#  INF8225 Projet QA : HyDE vs RAG-Fusion

## Import des librairies

In [None]:
import os
import torch
import numpy as np
import pandas as pd
from tqdm import tqdm
import matplotlib.pyplot as plt
from typing import Optional
from transformers import AutoTokenizer, AutoModel, AutoModelForCausalLM, pipeline, BitsAndBytesConfig
from collections import Counter
from nltk.tokenize import word_tokenize
from nltk.corpus import stopwords

from datasets import load_dataset
from transformers import AutoModelForCausalLM, AutoTokenizer
from nltk.translate.bleu_score import sentence_bleu
import nltk
import faiss
import torch.nn.functional as F
from torch.utils.data import Dataset

import os
import torch
from torch.utils.data import DataLoader
from transformers import AdamW
from tqdm import tqdm
import itertools
import time
import warnings

## Déclarations des constantes

In [2]:
DEVICE = torch.device("cuda" if torch.cuda.is_available() else "cpu")
BATCH_SIZE = 16

## Chargement des données

In [3]:
root_path = './'
data_path = root_path + 'data/'
questions_test = pd.read_csv(data_path + 'questions_test.csv')
questions_train = pd.read_csv(data_path+'questions_train.csv')
questions_val = pd.read_csv(data_path+'questions_val.csv')
texts = pd.read_csv(data_path + 'texts.csv')

# Colonnes utiles
passages = texts['text'].tolist()
questions_t = questions_test['question'].tolist()
questions_tr = questions_train['question'].tolist()
questions_v = questions_val['question'].tolist()

## Encoding

### Chargement de l'encodeur

In [4]:
from transformers import AutoTokenizer, AutoModel
model_name = 'BAAI/bge-base-en-v1.5'
emb_tokenizer = AutoTokenizer.from_pretrained(model_name)
emb_model = AutoModel.from_pretrained(model_name)
emb_model.to(DEVICE)

BertModel(
  (embeddings): BertEmbeddings(
    (word_embeddings): Embedding(30522, 768, padding_idx=0)
    (position_embeddings): Embedding(512, 768)
    (token_type_embeddings): Embedding(2, 768)
    (LayerNorm): LayerNorm((768,), eps=1e-12, elementwise_affine=True)
    (dropout): Dropout(p=0.1, inplace=False)
  )
  (encoder): BertEncoder(
    (layer): ModuleList(
      (0-11): 12 x BertLayer(
        (attention): BertAttention(
          (self): BertSdpaSelfAttention(
            (query): Linear(in_features=768, out_features=768, bias=True)
            (key): Linear(in_features=768, out_features=768, bias=True)
            (value): Linear(in_features=768, out_features=768, bias=True)
            (dropout): Dropout(p=0.1, inplace=False)
          )
          (output): BertSelfOutput(
            (dense): Linear(in_features=768, out_features=768, bias=True)
            (LayerNorm): LayerNorm((768,), eps=1e-12, elementwise_affine=True)
            (dropout): Dropout(p=0.1, inplace=False

In [5]:
from peft import LoraConfig, get_peft_model

lora_config = LoraConfig(
    r=16,
    lora_alpha=16,
    target_modules=["query", "key", "value"],
    lora_dropout=0.05,
    bias="none",
)

emb_model = get_peft_model(emb_model, lora_config)

In [None]:
emb_model.load_state_dict(torch.load("models_encoder/fine_tuned_model_weights_epoch_8.pth"))

### Stockage dans FAISS

In [9]:
def encode_sequences(sequences: list, tokenizer, model, device=DEVICE, batch_size=BATCH_SIZE, training=False) -> torch.Tensor:
    model.train() if training else model.eval()
    context = torch.enable_grad() if training else torch.no_grad()

    embeddings = []
    with context:
        for i in range(0, len(sequences), batch_size):
            batch = sequences[i:i + batch_size]

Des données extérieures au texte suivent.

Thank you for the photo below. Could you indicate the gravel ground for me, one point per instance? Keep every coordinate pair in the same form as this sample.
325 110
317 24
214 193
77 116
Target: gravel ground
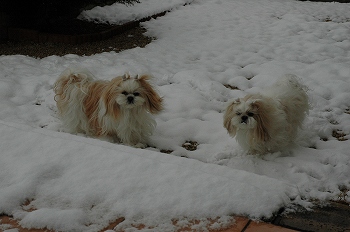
126 40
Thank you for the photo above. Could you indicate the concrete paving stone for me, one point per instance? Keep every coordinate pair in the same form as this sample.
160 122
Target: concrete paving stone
265 227
334 217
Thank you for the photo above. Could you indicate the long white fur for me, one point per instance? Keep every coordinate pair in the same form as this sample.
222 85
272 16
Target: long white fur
133 123
279 112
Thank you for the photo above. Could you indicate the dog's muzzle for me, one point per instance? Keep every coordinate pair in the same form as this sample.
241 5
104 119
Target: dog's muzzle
244 119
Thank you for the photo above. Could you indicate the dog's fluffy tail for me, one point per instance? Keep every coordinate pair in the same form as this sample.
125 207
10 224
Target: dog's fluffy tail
293 96
73 76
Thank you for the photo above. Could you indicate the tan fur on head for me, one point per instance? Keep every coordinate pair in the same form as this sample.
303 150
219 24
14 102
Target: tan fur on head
120 108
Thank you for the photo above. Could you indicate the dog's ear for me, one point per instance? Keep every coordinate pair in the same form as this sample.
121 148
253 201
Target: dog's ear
228 115
154 102
262 110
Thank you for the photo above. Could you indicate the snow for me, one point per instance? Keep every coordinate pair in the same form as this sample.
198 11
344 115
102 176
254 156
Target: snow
49 178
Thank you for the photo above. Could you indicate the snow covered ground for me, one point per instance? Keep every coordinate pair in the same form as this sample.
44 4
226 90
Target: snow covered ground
72 182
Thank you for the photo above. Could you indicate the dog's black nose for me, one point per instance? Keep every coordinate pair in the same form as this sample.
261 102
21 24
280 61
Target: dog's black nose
244 119
130 99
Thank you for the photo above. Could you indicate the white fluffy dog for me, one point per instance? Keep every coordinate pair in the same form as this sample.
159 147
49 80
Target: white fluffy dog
268 121
120 108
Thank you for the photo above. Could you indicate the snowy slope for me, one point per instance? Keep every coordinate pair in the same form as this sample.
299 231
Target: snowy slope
85 183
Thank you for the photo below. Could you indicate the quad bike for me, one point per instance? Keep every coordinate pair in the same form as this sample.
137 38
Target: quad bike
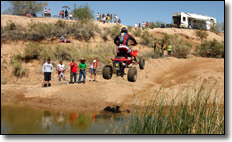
122 61
65 41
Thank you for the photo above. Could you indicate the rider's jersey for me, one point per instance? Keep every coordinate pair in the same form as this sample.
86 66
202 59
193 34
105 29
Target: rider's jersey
123 39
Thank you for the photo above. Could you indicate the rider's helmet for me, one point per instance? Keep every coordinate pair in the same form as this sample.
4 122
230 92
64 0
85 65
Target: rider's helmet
124 30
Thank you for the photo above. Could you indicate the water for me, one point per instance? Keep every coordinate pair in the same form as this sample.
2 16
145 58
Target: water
25 120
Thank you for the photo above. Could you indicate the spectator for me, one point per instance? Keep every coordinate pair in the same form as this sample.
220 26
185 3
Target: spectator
94 70
143 25
136 26
62 14
98 16
73 72
45 12
66 14
47 70
119 21
49 12
111 17
82 67
147 24
70 16
61 71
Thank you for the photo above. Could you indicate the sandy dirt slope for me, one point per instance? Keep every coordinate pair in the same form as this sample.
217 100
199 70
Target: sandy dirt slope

            # Tokenisation des textes avant entrée du modèle
            inputs = tokenizer(
                batch, padding=True, truncation=True, return_tensors="pt"
            ).to(device)

            # Passage dans le modèle encodeur
            output = model(**inputs).last_hidden_state

            # Pooling : moyenne des vecteurs de tous les tokens pour chaque séquence
            pooled = output.mean(dim=1)  # [batch_size, hidden_size]

            embeddings.append(pooled)

    # Concatène tous les embeddings pour obtenir un seul tensor de sortie
    return torch.cat(embeddings, dim=0)

In [8]:
passage_embed = encode_sequences(passages, emb_tokenizer, emb_model)
passage_embeddings = passage_embed.cpu().numpy()
faiss.normalize_L2(passage_embeddings) #  Normalisation des vecteurs pour l'approche similarité cosinus
d = passage_embeddings.shape[1]
index = faiss.IndexFlatIP(d)  # Index Faiss
index.add(passage_embeddings)

In [10]:
def retrieve_top_k_passages_faiss(questions: list, vector_index: faiss.IndexFlatL2, embedding_model_tokenizer, embedding_model, k: int):
    question_embeddings = encode_sequences(questions, embedding_model_tokenizer, embedding_model)
    question_embeddings = question_embeddings.cpu().numpy()
    faiss.normalize_L2(question_embeddings)
    _, top_k_indices = vector_index.search(question_embeddings, k)
    
    return top_k_indices

## Generator

In [None]:
from huggingface_hub import login
login(token = '')

### Chargement du Generateur

In [None]:
from transformers import AutoTokenizer, AutoModelForCausalLM
import torch

model_name = "mistralai/Mistral-7B-Instruct-v0.1"

gen_tokenizer = AutoTokenizer.from_pretrained(model_name)
gen_model = AutoModelForCausalLM.from_pretrained(
    model_name,
    device_map="auto",           # auto-placement sur GPU si dispo
    torch_dtype=torch.float16,   # allège la mémoire (fp16)
    trust_remote_code=True,       # pour activer les modèles qui utilisent du code perso
)
gen_tokenizer.pad_token = gen_tokenizer.eos_token

### Prompts

In [22]:
def generate_prompts(questions, index, emb_tokenizer, emb_model, k) : 
    prompts = []
    faiss_passages = retrieve_top_k_passages_faiss(questions, index, emb_tokenizer, emb_model, k)  
    help_instruction = "Give a concise answer to the question."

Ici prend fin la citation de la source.